A little black ball. Black, spotted nose, wet on the side, with a dribble of left over pumpkin from dinner. This little black ball goes by the name of Alejandro. He’s no lover, as sung in the song “Alejandro” by Lady Gaga, rather, a dog. By dog, I mean friend, life long friend. I never thought I’d become friends with a dog, but contrary to my willingness to not become friends with him, it happened anyway.
I vaguely remember his first trip home from the breeder’s house, just 100 miles away from my home. The car ride to and from seemed giddy to me. My smile grew larger, but the feelings inside of me actually felt nervous, a churning of my stomach.

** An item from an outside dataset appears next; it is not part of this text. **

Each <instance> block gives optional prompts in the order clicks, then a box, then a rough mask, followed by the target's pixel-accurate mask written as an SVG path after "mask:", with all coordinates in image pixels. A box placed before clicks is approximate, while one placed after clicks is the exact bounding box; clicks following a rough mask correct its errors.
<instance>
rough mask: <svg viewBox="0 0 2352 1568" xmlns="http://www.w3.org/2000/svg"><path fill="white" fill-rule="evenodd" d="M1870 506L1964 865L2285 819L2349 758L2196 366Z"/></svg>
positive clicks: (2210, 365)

I had never owned a dog, let alone played with one for more than a half hour. Dogs were intimidating by every means to me, until I owned one myself.
I had to keep in mind Alejandro was only a puppy, curious about the world, his surroundings and, of course, his next meal. His triumph to bite my mother’s legs and mine only grew towards the anger I had. Of course, the anger I had for my dog was only because he seemed to only want to torture me with his biting. The months of teething and biting eventually wore off, and within those months, I remember attempting to befriend my dog, but sometimes my attempts became failures. I was now led to believe my dog would never like me.

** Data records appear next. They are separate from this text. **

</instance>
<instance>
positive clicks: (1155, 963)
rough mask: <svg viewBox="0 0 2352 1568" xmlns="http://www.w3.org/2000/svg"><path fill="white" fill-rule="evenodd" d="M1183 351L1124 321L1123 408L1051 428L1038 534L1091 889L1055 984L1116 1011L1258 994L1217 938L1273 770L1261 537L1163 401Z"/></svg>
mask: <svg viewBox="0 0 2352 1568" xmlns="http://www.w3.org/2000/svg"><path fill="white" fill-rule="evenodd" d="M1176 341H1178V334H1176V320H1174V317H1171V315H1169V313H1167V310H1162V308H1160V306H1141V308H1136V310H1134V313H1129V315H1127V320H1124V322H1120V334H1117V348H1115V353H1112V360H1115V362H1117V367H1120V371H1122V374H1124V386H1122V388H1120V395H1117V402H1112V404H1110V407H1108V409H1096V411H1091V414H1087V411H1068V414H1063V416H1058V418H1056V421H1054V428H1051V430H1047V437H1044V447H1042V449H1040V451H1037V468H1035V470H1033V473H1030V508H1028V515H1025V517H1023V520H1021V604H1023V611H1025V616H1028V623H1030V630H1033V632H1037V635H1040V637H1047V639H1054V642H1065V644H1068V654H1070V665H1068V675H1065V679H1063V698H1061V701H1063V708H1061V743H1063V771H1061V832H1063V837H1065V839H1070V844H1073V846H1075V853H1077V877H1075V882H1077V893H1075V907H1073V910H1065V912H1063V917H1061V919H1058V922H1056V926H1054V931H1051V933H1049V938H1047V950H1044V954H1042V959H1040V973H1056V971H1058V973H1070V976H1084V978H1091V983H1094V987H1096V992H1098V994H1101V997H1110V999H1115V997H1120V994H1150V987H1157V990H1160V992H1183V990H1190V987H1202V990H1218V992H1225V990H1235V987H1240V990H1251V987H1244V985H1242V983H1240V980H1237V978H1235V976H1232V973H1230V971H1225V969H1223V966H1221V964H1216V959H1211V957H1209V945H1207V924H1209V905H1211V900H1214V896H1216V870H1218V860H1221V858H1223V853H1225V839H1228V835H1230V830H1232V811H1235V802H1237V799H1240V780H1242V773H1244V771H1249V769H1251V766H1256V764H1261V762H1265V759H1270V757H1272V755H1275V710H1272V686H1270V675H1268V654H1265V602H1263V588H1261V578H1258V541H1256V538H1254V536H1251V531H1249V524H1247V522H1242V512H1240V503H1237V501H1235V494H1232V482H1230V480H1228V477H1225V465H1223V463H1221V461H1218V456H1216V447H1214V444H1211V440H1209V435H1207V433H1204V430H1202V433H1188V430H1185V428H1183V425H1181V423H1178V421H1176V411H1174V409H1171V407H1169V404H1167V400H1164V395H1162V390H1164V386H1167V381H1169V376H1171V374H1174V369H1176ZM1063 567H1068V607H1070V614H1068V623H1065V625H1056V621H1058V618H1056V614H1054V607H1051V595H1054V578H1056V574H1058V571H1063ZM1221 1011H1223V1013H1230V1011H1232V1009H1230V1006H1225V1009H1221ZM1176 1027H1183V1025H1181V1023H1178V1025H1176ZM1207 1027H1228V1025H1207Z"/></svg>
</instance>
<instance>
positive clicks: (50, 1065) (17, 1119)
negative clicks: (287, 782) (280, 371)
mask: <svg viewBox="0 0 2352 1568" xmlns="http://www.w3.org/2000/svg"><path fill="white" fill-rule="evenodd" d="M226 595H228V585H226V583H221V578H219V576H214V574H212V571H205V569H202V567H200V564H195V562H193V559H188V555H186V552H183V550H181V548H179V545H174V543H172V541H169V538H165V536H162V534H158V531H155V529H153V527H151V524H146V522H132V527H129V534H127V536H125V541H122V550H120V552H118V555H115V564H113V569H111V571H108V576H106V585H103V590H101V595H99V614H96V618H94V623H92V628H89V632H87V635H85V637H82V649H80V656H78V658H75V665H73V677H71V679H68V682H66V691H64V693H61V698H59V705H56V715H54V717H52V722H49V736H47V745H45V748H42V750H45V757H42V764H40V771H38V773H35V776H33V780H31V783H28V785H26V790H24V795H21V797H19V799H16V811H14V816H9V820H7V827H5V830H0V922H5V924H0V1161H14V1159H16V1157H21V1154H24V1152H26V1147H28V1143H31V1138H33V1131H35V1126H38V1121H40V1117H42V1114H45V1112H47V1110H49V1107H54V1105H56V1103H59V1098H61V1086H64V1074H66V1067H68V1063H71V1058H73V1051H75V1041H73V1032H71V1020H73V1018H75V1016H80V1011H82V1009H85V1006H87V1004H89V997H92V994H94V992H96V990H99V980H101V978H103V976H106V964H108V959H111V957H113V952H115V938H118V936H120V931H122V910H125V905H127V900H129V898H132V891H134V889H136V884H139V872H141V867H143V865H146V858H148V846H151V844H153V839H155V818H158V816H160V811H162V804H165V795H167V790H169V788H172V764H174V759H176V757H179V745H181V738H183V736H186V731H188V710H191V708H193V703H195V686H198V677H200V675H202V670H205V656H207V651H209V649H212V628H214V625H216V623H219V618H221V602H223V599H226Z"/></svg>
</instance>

But something changed just a few, short months ago. It might be Alejandro’s age, or it might be mine, but the dynamic between the two of us became different. I predominantly began to love my dog – and for no apparent reason! We had formed a mutual bond for each other, without even inching towards each other. You must know I was deathly afraid to approach my dog, knowing his teeth could puncture my feet at any moment. The months of endless torture (or so it seemed) really only pulled us together. Cliché, I know.
I always thought it was silly when people would say, “he’s our dog – he’s part of the family” but now I see all too clearly that it’s true. A dog is vulnerable. He or she only gets fed when its owner wishes to do so, whether that be at 5pm or 12pm! Dogs have butt-sniffing friends, but nothing like what their owners provide for them. A warm fire in the winter, a cool air-conditioned room in the summer, a pile of leaves in the fall, and a vase full of orchids in the spring – that’s what a dog’s home is. Their owners are there for them – caring for them, living for them, and so on. I didn’t want to believe I was becoming a dog lover, but I was. I squinted my eyes at the thought of knowing I could get along with this ‘guy.’

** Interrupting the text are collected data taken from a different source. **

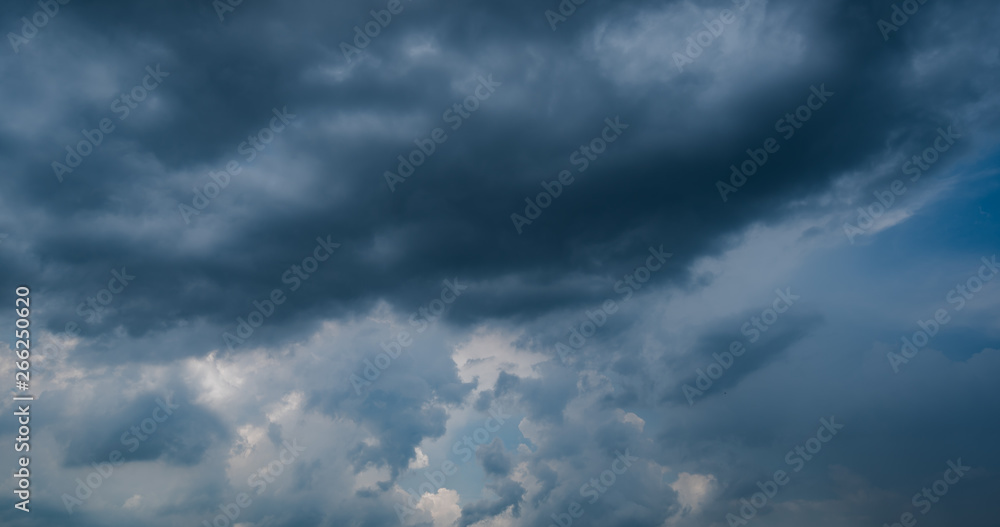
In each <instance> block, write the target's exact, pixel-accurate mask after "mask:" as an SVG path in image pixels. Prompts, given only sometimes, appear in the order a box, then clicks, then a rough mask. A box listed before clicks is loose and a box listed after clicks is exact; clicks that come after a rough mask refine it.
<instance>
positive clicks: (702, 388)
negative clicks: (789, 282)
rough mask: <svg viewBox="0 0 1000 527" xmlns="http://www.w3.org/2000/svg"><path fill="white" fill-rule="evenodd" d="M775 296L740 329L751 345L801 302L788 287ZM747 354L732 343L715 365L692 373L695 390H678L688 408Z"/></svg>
mask: <svg viewBox="0 0 1000 527" xmlns="http://www.w3.org/2000/svg"><path fill="white" fill-rule="evenodd" d="M774 293H775V298H774V301H772V302H771V307H768V308H765V309H764V310H763V311H761V313H760V317H756V316H754V317H750V320H749V321H748V322H746V323H744V324H743V325H742V326H740V333H743V334H744V335H746V336H747V338H748V341H749V343H750V344H753V343H755V342H757V340H759V339H760V337H761V334H762V333H764V332H767V330H769V329H770V328H771V326H773V325H774V324H776V323H777V322H778V318H779V317H780V315H781V314H782V313H784V312H786V311H788V310H789V309H790V308H791V307H792V306H793V305H795V302H796V301H797V300H799V299H800V298H801V297H800V296H799V295H795V294H792V288H790V287H786V288H785V290H784V291H782V290H781V289H775V290H774ZM746 351H747V350H746V347H745V346H744V344H743V341H741V340H734V341H732V342H731V343H730V344H729V351H723V352H722V355H719V354H718V353H713V354H712V357H713V358H714V359H715V362H713V363H711V364H709V365H708V366H706V367H705V369H704V370H702V369H701V368H697V369H695V381H694V384H695V385H694V387H692V386H691V385H690V384H684V386H682V387H681V391H682V392H683V393H684V397H686V398H687V400H688V406H693V405H694V399H695V397H702V396H703V395H705V392H707V391H708V390H709V389H711V388H712V386H713V385H714V384H715V381H717V380H719V379H720V378H722V376H723V375H725V373H726V372H727V371H729V368H731V367H732V366H733V364H734V363H735V362H736V359H738V358H740V357H742V356H743V354H744V353H746ZM713 372H714V373H713Z"/></svg>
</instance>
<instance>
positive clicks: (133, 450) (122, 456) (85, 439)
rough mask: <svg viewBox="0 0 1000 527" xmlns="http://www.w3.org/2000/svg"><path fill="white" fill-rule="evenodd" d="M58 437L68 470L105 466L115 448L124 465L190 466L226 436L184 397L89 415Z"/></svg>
mask: <svg viewBox="0 0 1000 527" xmlns="http://www.w3.org/2000/svg"><path fill="white" fill-rule="evenodd" d="M175 407H176V408H175ZM60 435H61V436H62V439H63V441H64V442H65V444H66V459H65V461H64V464H65V465H66V466H68V467H79V466H88V465H90V464H91V463H101V462H106V461H108V459H109V456H110V455H111V454H112V452H114V451H116V450H117V451H118V453H119V454H121V456H122V459H124V461H125V462H126V463H128V462H133V461H154V460H163V461H164V462H166V463H168V464H172V465H194V464H197V463H199V462H200V461H201V459H202V456H203V455H204V454H205V451H206V450H207V449H208V448H210V447H211V446H212V445H214V444H216V443H217V442H219V441H222V440H225V439H227V438H228V436H229V432H228V430H227V429H226V427H225V426H224V425H223V424H222V422H221V421H220V420H219V418H218V417H217V416H215V415H213V414H212V413H211V412H209V411H207V410H205V409H203V408H200V407H199V406H198V405H197V404H194V403H193V402H192V401H191V400H190V399H188V398H186V397H183V396H182V397H180V398H177V397H169V396H165V395H161V394H148V395H144V396H141V397H139V398H137V399H136V400H135V401H133V402H132V403H130V404H129V405H128V406H127V407H126V408H123V409H122V410H121V411H120V413H116V414H114V415H108V416H106V417H105V418H103V419H100V420H96V419H95V417H94V416H93V415H88V416H87V417H86V418H85V420H84V421H83V422H80V421H77V422H66V423H65V431H64V432H63V433H62V434H60Z"/></svg>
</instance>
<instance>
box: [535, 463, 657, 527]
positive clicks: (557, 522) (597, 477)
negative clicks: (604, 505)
mask: <svg viewBox="0 0 1000 527" xmlns="http://www.w3.org/2000/svg"><path fill="white" fill-rule="evenodd" d="M615 456H616V457H615V459H614V460H613V461H612V462H611V466H609V467H608V469H607V470H603V471H601V473H600V474H598V475H597V477H594V478H590V480H588V481H587V482H586V483H584V484H583V485H581V486H580V497H581V498H587V503H584V504H581V503H580V502H578V501H573V502H570V504H569V506H567V507H566V512H560V513H558V514H557V513H552V514H551V518H552V523H550V524H549V527H570V526H571V525H573V521H574V520H577V519H579V518H580V517H581V516H583V514H584V513H585V512H586V510H584V509H585V507H586V506H587V504H590V505H593V504H595V503H597V501H598V500H599V499H601V496H603V495H604V494H605V493H606V492H608V490H609V489H610V488H611V487H613V486H614V484H615V483H617V482H618V478H619V476H622V475H624V474H625V473H626V472H628V469H629V468H631V467H632V464H633V463H635V462H636V461H639V458H637V457H635V456H633V455H631V454H629V451H628V449H627V448H626V449H625V453H624V454H622V453H621V452H619V451H617V450H616V451H615Z"/></svg>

The most exciting feeling I feel at the end of everyday is pure thrill. Yes, it’s thrilling to see my dog wag his black tail in a clock wards direction at me as he trots to the door. His squinting eyes roll back in his head as he moves his foot towards his Hine legs for a scratch. My constant “you’re so CUTE. I love you. I love you. I love you” voice is probably beginning to wear thin on him, but I lead myself to believe he’s enjoying it. The spectacle is quite adorable. What I can truly gather from a yearlong friendship with a dog is this: dogs are friends. It’s one of the main reasons dog gravitated towards humans as early as existence tells us. We’re creatures of habit, and so are dogs. We live off of knowing there is another creature who’s kind-heart can fulfill our own hearts, without the possibility of talking back to us. (Does barking count as talking back?)
I will admit my heart stops beating when Alejandro’s piercing bark echoes throughout the room, but this time around, I’m ready to welcome him with open arms.